Consequences Of Inflation: Nonsense Says Bernanke

Federal Reserve chairman Ben Bernanke has shown once again that he could care less about the consequences of inflation. In his latest address, Bernanke made it pretty clear that at the next Fed meeting (March 18th) he is planning to lower interest rates once again. Did he not get all the reports that were released this month about ramped inflation, or does he just not care?

Every month it seems inflation is getting worse and worse, and the economy despite all the rate cuts, is continuing its downward spiral. Newsflash to Bernanke: The rate cut thing isn’t working. Well, it is certainly working to increase inflation, and devalue the dollar, but it isn’t helping the economy like he hoped. Rather than admit defeat, Bernanke is making what he must think is a valiant stand, but rather than glory all he is likely to see is stagflation and a bunch of ticked-off retired folks.

To all of the retirees out there, I offer you my sincerest apologies.

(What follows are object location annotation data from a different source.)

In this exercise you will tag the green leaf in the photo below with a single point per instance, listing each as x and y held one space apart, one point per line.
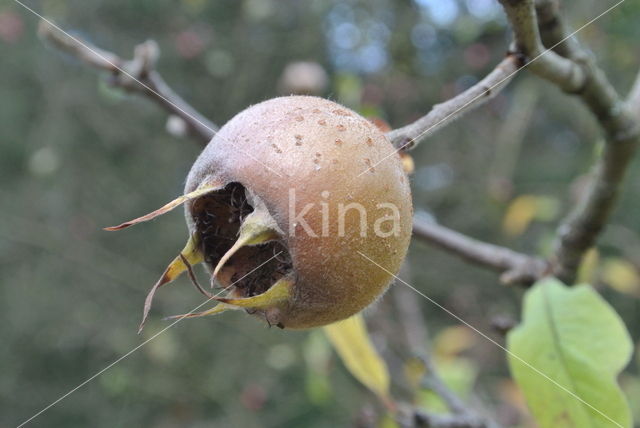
566 355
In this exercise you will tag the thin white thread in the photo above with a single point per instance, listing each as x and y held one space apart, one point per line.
577 397
120 69
139 346
492 87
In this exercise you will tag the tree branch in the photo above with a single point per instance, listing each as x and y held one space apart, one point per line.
516 268
578 74
416 332
443 114
137 75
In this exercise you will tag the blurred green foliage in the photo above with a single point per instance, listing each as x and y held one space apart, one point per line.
76 155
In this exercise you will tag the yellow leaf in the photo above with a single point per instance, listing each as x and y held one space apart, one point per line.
351 341
622 276
519 215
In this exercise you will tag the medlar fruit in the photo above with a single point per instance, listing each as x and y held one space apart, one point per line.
284 204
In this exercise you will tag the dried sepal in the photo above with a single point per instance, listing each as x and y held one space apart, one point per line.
277 294
257 228
202 190
191 254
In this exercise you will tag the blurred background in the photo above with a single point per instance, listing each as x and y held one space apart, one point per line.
77 155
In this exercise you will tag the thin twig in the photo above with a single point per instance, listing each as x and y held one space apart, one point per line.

It appears that your retirement money is not going to go as far as you probably planned. You can thank Alan Greenspan, and now Bernanke for that little favor. I wonder how many parents are going to have to move in with their children because they can no longer afford retirement? It would be an interesting irony considering how children are now moving out later and later in life. To all of the entrepreneurs out there, can I suggest starting a business catering to in-law additions or design? Just an idea I thought I’d share to help fill a need in this soon to be emerging market, compliments of Mr. Bernanke of course.

If you have yet to retire, hopefully you have enough time to conquer this inflation problem within your retirement portfolio. My suggestions are to diversify out of the dollar and make sure that you have exposure to gold and silver. Gold makes me nervous right now, seeing how high its price has gone, but at this point I would feel much better owning gold than dollars. Whatever you choose to invest in, make sure that you are taking inflation into account in your retirement need projections, and you had better be expecting more than 2 or 3 percent.